To show that, we notice that $\psi$ is linear, for $\psi(\lambda f + g)=T_{\lambda f+g}$, and then we have that $T_{\lambda f+g}(v_1)=(\lambda f+g)(v_1,\cdot,\dots,\cdot)$, so that by definition of operations between multilinear maps we have $T_{\lambda f+g} = \lambda T_f + T_g$ and then $\psi(\lambda f + g)=\lambda \psi(f) + \psi (g)$.
Injectivity is shown by noticing that $\psi(f)=0$ implies that $T_f=0$, so that we have $T_f(v_1)=0$ for all $v_1\in V_1$. This means that $f(v_1,\cdot,\dots,\cdot)=0$ and so this implies $f=0$, hence $\psi$ is injective.
Surjectivity we show by the following process, let $\varphi \in \mathcal{L}(V_1;\mathcal{L}(V_2,\dots,V_k;W))$ then $\varphi(v_1)$ is a multilinear mapping from $V_2,\dots,V_k$ into $W$. Define $\eta(\varphi)(v_1,\dots,v_k) = \varphi(v_1)(v_2,\dots,v_k)$, then $\eta(\varphi)$ is multilinear from $V_1,\dots,V_k$ into $W$, more than that, we have
$$\psi(\eta(\varphi))=T_{\eta(\varphi)}\Longrightarrow T_{\eta(\varphi)}(v_1)=\eta(\varphi)(v_1,\cdot,\dots,\cdot)=\varphi(v_1)(\cdot,\dots,\cdot),$$
so that $\psi$ is surjective and hence bijective. Since $\psi$ is linear, injective and surjective, $\psi$ is isomorphism.
Now, is this proof correct? I'm a little unsure mainly because of notation, and in the surjectivity part.
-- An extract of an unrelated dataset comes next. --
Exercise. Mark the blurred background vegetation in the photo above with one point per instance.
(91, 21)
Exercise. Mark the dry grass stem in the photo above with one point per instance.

Thanks very much in advance!
You're asking to show $\operatorname{Mult}(V_1 \times \ldots \times V_n,W) = \operatorname{Hom}(V_1,\operatorname{Mult}(V_2\times \ldots \times V_n,W))$? We have
$$\begin{eqnarray*} \operatorname{Mult}(V_1 \times \ldots \times V_n,W) &=& \operatorname{Hom} ( V_1 \otimes \ldots \otimes V_n,W) \\ &=&\operatorname{Hom}(V_1,\operatorname{Hom}(V_2 \otimes \ldots \otimes V_n,W))\\ &=&\operatorname{Hom}(V_1,\operatorname{Mult}(V_2\times \ldots \times V_n,W))\end{eqnarray*}$$
showing your result. In the first line we used the universal property of the tensor product, second line tensor-hom adjunction, third line the universal property again.